This image is the cover for the book Villa Golitsyn

Villa Golitsyn

An act of treason reverberates from Indonesia to the British Embassy in this thriller of political espionage from the #1 New York Times–bestselling author of Alive.

After an appalling act of sedition results in the mass slaughter of Indonesian guerillas in the jungles of Borneo, suspicion of treason falls on charismatic Cambridge graduate Willy Ludley. A brilliant junior diplomat at the British Embassy in Jakarta, Ludley has disappeared to the South of France. Simon Milson, an old friend, is enlisted to find him and extract a confession. Not a formal investigation, he reasons. Perhaps more like a game.

But when Milson arrives at Ludley’s villa in Nice, he’s startled to find more players than he anticipated, each with an unknowable agenda: Ludley’s tormented but devoted wife; a closeted gay friend from Cambridge and his grossly flirtatious new American fiancée; and a teenage runaway who has mysteriously attached herself to all of them. Over the next couple of days, as loyalties shift, sexual temptations become a weapon, and betrayals are exposed, the truth behind a treasonous act will be just one more revelation at the Villa Golitsyn.

“As if a story dreamed up by Eugene O’Neill had been dramatized by John le Carré,” The Villa Golitsyn is part espionage novel, part thriller, and part tale of political and sexual intrigue (TheNew York Times). It delivers, above all, “a tightly woven story of jealousy that holds the attention to the very end” (The Sunday Times).

Piers Paul Read

Piers Paul Read, third son of poet and art critic Sir Herbert Read, was born in 1941, raised in North Yorkshire, and educated by Benedictine monks at Ampleforth College. After studying history at Cambridge University, he spent two years in Germany, and on his return to London, worked as a subeditor on the Times Literary Supplement. His first novel, Game in Heaven with Tussy Marx, was published in 1966. His fiction has won the Hawthornden Prize, the Geoffrey Faber Memorial Prize, the Somerset Maugham Award, and the James Tait Black Memorial Prize. Two of his novels, A Married Man and The Free Frenchman, have been adapted for television and a third, Monk Dawson, as a feature film. In 1974, Read wrote his first work of reportage, Alive: The Story of the Andes Survivors, which has since sold five million copies worldwide.
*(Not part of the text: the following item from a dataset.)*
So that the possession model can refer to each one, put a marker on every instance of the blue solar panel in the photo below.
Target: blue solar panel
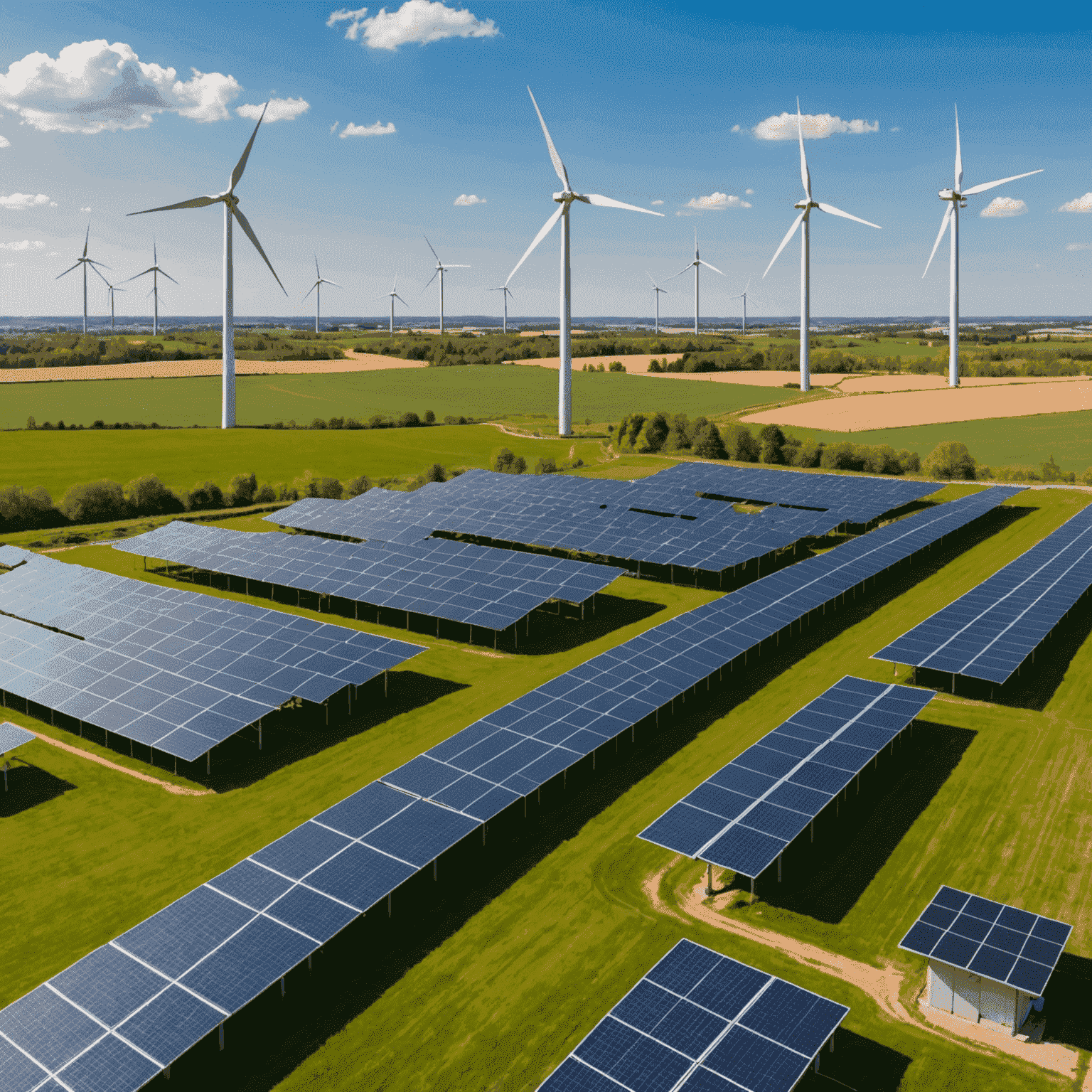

A film of Alive was released in 1993, directed by Frank Marshall and starring Ethan Hawke. His other works of nonfiction include Ablaze, an account of the nuclear accident at Chernobyl; The Templars, a history of the crusading military order; Alec Guinness: The Authorised Biography, and The Dreyfus Affair. Read is a fellow and member of the Council of the Royal Society of Literature and a member of the Council of the Society of Authors. He lives in London.